Für Orlov sei aber klar, Mariupol und damit auch die Ukraine aufzugeben, sei keine Option. Wie lange die Menschen vor Ort in Mariupol noch durchhalten, wisse er nicht, aber er macht deutlich: „Ich bin kein Kriegsspezialist. Aber ich bin mir sicher, dass sie bis zur letzten Kugel kämpfen. Ich weiß nicht wie genau wie lange noch.“
Mariupol sei nicht nur Symbol des Widerstands, sondern auch der Traurigkeit, ein Symbol des Todes und des Völkermordes, so Orlov. Aber auf jeden Fall auch ein Symbol des Widerstandes, denn „alle Ukrainer überall auf der Welt wissen, dass Mariupol tapfer ist“.

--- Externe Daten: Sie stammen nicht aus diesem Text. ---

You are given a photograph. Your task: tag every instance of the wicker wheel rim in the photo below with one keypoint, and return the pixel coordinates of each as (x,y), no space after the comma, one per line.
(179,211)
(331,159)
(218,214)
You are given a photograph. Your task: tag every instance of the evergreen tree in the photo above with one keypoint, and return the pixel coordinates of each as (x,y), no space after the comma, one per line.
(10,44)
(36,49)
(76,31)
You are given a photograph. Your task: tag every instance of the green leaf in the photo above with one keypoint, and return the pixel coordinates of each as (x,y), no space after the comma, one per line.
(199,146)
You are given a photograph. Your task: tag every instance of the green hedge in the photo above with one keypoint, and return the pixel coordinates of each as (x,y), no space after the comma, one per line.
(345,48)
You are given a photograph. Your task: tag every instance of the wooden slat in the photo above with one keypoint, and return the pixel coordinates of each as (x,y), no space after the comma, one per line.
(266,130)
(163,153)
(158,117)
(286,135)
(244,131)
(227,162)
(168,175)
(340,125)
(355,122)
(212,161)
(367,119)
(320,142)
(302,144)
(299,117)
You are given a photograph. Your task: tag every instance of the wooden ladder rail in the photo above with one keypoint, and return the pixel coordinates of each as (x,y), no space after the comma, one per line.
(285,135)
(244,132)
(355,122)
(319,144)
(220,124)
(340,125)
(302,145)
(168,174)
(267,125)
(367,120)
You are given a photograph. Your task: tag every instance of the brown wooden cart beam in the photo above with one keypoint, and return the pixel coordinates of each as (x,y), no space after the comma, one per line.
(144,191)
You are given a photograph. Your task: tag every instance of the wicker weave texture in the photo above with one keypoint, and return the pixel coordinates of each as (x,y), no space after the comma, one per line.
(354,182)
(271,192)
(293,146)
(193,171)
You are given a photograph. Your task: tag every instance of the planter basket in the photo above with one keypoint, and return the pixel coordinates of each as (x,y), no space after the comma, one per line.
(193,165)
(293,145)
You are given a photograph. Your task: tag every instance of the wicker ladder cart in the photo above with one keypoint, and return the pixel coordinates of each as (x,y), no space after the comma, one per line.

Doch der Kampf sei nicht einfach. „Wir wissen, dass zehn Prozent der gesamten russischen Armee derzeit in Mariupol angreifen. Es ist also ein großes Aufgebot an Armee und Fahrzeugen“. Dazu kämen die ständigen Bombardierungen, der Beschuss, die Raketen. „Ich kann mir also nicht vorstellen, wie es möglich ist, die Stadt in einem solchen Zustand zu besiegen, deshalb ist sie ein Zeichen des Widerstandes und gleichzeitig auch des Horrors“, so der Vize-Bürgermeister weiter.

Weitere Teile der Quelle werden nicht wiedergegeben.